I have a fondness for the obscure and original, which is something I seem to share with Ross of Ross’s Game Dungeon, which is one of the reasons why it’s one of my favorite YouTube series.
Ross was introduced to me through his hilarious Freeman’s Mind series, which was just a play-through of the original Half-Life with him voicing the silent protagonist’s thoughts. It’s creative, dark, consistently funny, and it features one of my absolute favorite games, so I love Freeman’s Mind.
Once that series ended, Ross started a new series called Ross’s Game Dungeon in which he delivers fairly in-depth reviews of usually quite obscure or just plain odd games. For instance, one of the reviews deals with Helious: an arcade puzzle game, which, according to the developer, was created by aliens who left it on his computer following a close encounter. Said developer seems to have vanished off the face of the earth in the intervening years. Another game, Nyet III, is a German-made, Tetris-based survival horror game. How does that work? You have to watch the video to find out (warning: contains nudity. It’s…an unusual Tetris game).
It’s not strictly a comedy series, though Ross’s personality is often very entertaining, and I especially love the occasional random thoughts, accompanied by appropriate footage, that interrupt the regular flow of the narration (i.e. in the very first episode, for the top-down flight-shooter game Tyrian, includes the line “I have a ship that’s a carrot”).
The appeal of the series, for me, is a combination of the obscurity of the games themselves (like I said, I like off-the-beaten-track works and obscure bits of history) and the genuinely intelligent things Ross has to say about them. I mean, he’s obviously not especially intellectual (which is not at all the same thing as being intelligent), but he makes solid points about the writing and game design. There’s a surprising amount of rewatch value (though I generally rewatch things more than most). There’s a balance of humor and sincerity that I find very appealing.

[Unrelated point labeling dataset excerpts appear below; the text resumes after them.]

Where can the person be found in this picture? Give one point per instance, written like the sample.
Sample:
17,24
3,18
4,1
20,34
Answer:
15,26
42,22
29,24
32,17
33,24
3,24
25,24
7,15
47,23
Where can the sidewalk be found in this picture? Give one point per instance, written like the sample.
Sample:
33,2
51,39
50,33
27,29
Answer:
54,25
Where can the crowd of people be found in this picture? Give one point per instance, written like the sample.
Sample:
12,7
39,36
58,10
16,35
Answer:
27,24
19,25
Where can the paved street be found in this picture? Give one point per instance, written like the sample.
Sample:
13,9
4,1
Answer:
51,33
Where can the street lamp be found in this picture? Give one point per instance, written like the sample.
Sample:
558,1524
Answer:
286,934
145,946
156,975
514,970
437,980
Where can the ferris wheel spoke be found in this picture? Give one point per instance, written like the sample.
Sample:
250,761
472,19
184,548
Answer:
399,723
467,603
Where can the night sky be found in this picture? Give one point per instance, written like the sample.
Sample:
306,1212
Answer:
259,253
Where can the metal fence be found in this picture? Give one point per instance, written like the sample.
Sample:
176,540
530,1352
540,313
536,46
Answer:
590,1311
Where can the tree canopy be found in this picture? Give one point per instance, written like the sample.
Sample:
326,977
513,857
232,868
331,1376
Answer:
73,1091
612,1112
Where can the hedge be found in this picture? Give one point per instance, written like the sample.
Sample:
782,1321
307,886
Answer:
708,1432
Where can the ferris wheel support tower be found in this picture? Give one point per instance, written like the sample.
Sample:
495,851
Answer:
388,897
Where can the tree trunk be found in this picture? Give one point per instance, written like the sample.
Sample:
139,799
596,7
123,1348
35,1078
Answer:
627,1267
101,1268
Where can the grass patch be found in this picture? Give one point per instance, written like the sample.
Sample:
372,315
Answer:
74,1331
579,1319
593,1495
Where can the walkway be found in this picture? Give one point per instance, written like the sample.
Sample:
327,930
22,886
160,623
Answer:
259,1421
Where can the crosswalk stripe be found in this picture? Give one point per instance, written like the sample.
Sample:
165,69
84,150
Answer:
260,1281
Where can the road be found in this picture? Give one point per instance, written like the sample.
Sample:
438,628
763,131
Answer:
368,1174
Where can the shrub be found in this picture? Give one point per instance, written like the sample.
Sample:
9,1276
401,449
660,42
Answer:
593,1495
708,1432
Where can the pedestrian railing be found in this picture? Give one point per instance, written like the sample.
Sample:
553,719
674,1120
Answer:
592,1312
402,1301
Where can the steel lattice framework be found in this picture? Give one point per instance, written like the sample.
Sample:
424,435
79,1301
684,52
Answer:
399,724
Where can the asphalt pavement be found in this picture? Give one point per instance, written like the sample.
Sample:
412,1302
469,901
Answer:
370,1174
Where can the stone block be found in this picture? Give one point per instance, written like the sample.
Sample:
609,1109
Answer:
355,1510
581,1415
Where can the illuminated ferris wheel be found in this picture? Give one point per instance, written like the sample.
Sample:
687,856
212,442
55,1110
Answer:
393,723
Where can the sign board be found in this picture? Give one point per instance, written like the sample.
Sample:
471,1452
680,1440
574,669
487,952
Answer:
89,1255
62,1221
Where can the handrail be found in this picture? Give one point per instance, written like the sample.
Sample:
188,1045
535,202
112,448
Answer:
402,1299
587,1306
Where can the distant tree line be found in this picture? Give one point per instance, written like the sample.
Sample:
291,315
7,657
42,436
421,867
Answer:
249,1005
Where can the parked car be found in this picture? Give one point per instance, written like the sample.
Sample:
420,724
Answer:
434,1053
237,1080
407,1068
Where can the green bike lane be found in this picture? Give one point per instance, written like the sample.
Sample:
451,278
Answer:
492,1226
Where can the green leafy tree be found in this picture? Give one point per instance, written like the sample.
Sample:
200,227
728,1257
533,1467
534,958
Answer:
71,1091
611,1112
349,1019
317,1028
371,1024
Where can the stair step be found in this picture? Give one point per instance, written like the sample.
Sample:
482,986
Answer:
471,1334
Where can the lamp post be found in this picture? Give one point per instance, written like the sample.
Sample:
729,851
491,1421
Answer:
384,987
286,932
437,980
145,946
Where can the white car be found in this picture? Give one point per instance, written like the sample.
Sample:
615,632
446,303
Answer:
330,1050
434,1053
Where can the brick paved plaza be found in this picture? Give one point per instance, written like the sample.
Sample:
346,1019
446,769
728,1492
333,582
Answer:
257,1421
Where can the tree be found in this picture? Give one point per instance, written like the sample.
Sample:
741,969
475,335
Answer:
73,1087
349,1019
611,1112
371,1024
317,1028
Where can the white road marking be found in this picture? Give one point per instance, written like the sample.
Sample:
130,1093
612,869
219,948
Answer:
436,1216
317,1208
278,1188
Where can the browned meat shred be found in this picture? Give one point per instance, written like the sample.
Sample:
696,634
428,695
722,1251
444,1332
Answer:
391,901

A lot of this comes from Ross’s personality, which is refreshingly down-to-earth and likable. Freeman’s Mind presents the title character as a neurotic sociopath, which was funny, but you wouldn’t want to spend any real time with him, so I was pleasantly surprised to find that his actual personality goes down much easier. This makes his videos a lot more enjoyable to watch than someone like, say, the Nostalgia Critic, who is so over-the-top and profane that his reviews often leave a bad taste in the mouth.
Ross is entertaining more because of his personality than because of cheap gimmicks like profanity or shouting, though he does do that sometimes as well. His comments and the things that he singles out as appealing to him are refreshingly, well, honest. It feels like he is actually expressing his personal likes and dislikes, rather than going along with what he thinks he ought to like, if you know what I mean. He comes across just as a normal person talking about a topic that interests him, which is enjoyable. He swears a fair amount, but not as if he’s trying to get a cheap laugh, but because that’s just he talks, and he’s not vulgar. A lot of internet reviewers sound like they’re trying to shock their audience into laughter (i.e. Zero Punctuation), and I definitely don’t get that here. Ross sound’s more like he’s chatting with friends over drinks. As a bonus, he sounds like John Ratzenberger, so it’s like listening to Ham the Piggy Bank reviewing video games.
As for his reviews, Ross is thorough without being overly pedantic or boring, and has some solid standards. He talks about the graphics, the gameplay, the writing, the music, and anything else that comes up. He especially seems interested in the music, a relatively rare subject in game reviews. One of the main things he looks for is whether the games have personality. Almost all the games he reviews, good or bad, have a lot of personality, and one of the games he came down hardest on, Wolfenstein, was because the game was so patently soulless and committee-designed that he eventually gave up half-way through. In that review he comments that a game can have a lot wrong with it, but still be worth playing if it feels like the makers actually cared about it. That’s a standard I whole heartedly endorse for all art forms.
I’m pretty omnivorous in my interests. With very few exceptions (i.e. evil things), I think that anything that humans choose to devote their talents to is worth learning about. Ross’s Game Dungeon is all about showcasing the skill and art that goes into making a game. I find that sort of thing fascinating, and it’s presented with humor and personality. Check it out!